Taxi Service Trajectory (TST) Prediction Challenge 2015


Electronic taxi dispatch systems are in wide use today. These systems have replaced the traditional VHF-radio dispatch by installing mobile data terminals in taxis, which typically provide GPS localization information and taximeter state. In the last couple of years, the broadcast-based radio messages for service dispatching were replaced by unicast-based messages between the taxi central and the selected vehicle.

In most cases, taxi drivers operating through an electronic dispatch system do not indicate the final destination of the ride. In some cases, particularly when the demand for taxis is higher than the taxi availability, the closest taxi to a particular location is exactly the taxi that will end its current ride at that location. While in broadcast-based radio dispatching this was not a problem, in unicast-based electronic dispatching it becomes a problem, given that most drivers do not indicate the final destination of their current ride. To improve the efficiency of electronic taxi dispatching systems it becomes important to be able to predict the final destination of busy taxis. The spatial trajectory of a busy taxi could provide some hints on where it is going. Similarly, given the taxi id, it might be possible to guess its final destination based on the regularity of pre-hired services. In a significant number of taxi rides (approximately 25%), the taxi has been called through the taxi call-center, and thus the passenger's telephone id can be used to narrow the destination prediction based on the historical ride data of such telephone id.

In this challenge, we propose you to build a predictive framework able to infer the final destination of each taxi ride based on their (initial) partial trajectories.

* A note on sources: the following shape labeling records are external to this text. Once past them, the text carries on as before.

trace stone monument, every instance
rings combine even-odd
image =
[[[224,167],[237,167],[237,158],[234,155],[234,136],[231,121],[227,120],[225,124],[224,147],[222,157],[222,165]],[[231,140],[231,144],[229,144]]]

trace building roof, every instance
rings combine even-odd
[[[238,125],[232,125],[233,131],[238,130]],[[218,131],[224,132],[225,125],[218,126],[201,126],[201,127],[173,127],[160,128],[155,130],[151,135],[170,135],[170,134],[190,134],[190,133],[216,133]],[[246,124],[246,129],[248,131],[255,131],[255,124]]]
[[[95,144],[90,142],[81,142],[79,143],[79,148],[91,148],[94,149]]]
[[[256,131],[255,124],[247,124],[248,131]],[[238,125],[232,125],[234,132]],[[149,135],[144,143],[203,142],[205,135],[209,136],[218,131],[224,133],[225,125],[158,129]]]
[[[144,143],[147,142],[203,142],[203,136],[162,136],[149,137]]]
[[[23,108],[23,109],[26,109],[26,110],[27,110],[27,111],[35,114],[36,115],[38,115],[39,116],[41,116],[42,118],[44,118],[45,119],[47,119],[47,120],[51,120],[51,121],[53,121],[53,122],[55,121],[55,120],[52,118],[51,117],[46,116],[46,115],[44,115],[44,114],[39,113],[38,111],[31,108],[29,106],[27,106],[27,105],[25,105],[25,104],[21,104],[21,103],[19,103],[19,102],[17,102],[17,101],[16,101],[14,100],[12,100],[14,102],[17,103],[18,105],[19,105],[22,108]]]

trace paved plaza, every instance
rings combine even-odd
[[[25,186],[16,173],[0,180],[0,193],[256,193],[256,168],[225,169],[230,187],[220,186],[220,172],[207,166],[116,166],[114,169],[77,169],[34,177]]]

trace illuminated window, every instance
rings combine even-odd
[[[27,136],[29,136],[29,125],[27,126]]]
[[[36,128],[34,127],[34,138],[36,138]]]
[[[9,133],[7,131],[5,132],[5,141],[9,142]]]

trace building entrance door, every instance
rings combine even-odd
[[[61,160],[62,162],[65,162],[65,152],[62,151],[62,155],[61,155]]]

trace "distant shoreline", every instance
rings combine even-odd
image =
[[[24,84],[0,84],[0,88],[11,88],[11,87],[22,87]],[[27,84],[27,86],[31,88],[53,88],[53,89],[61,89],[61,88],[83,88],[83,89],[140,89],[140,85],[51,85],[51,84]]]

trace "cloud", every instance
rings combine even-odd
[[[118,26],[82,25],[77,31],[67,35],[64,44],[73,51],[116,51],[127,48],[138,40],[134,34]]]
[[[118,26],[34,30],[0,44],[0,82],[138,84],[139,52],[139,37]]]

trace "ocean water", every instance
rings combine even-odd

This challenge is divisible in two different outputs: (a) the destination coordinates (WGS84) and (b) the total trip's travel time (counting from the service's starting point, in seconds).

Solution? There is none! This is your job! What are you using? Simple Correlations? Spatial discretization… maybe? How about the regular services… are they worthy to explore? Is Bayesian learning a fair approach for the destination mining? Is the destination related to the travel time? How? Bring us your solution!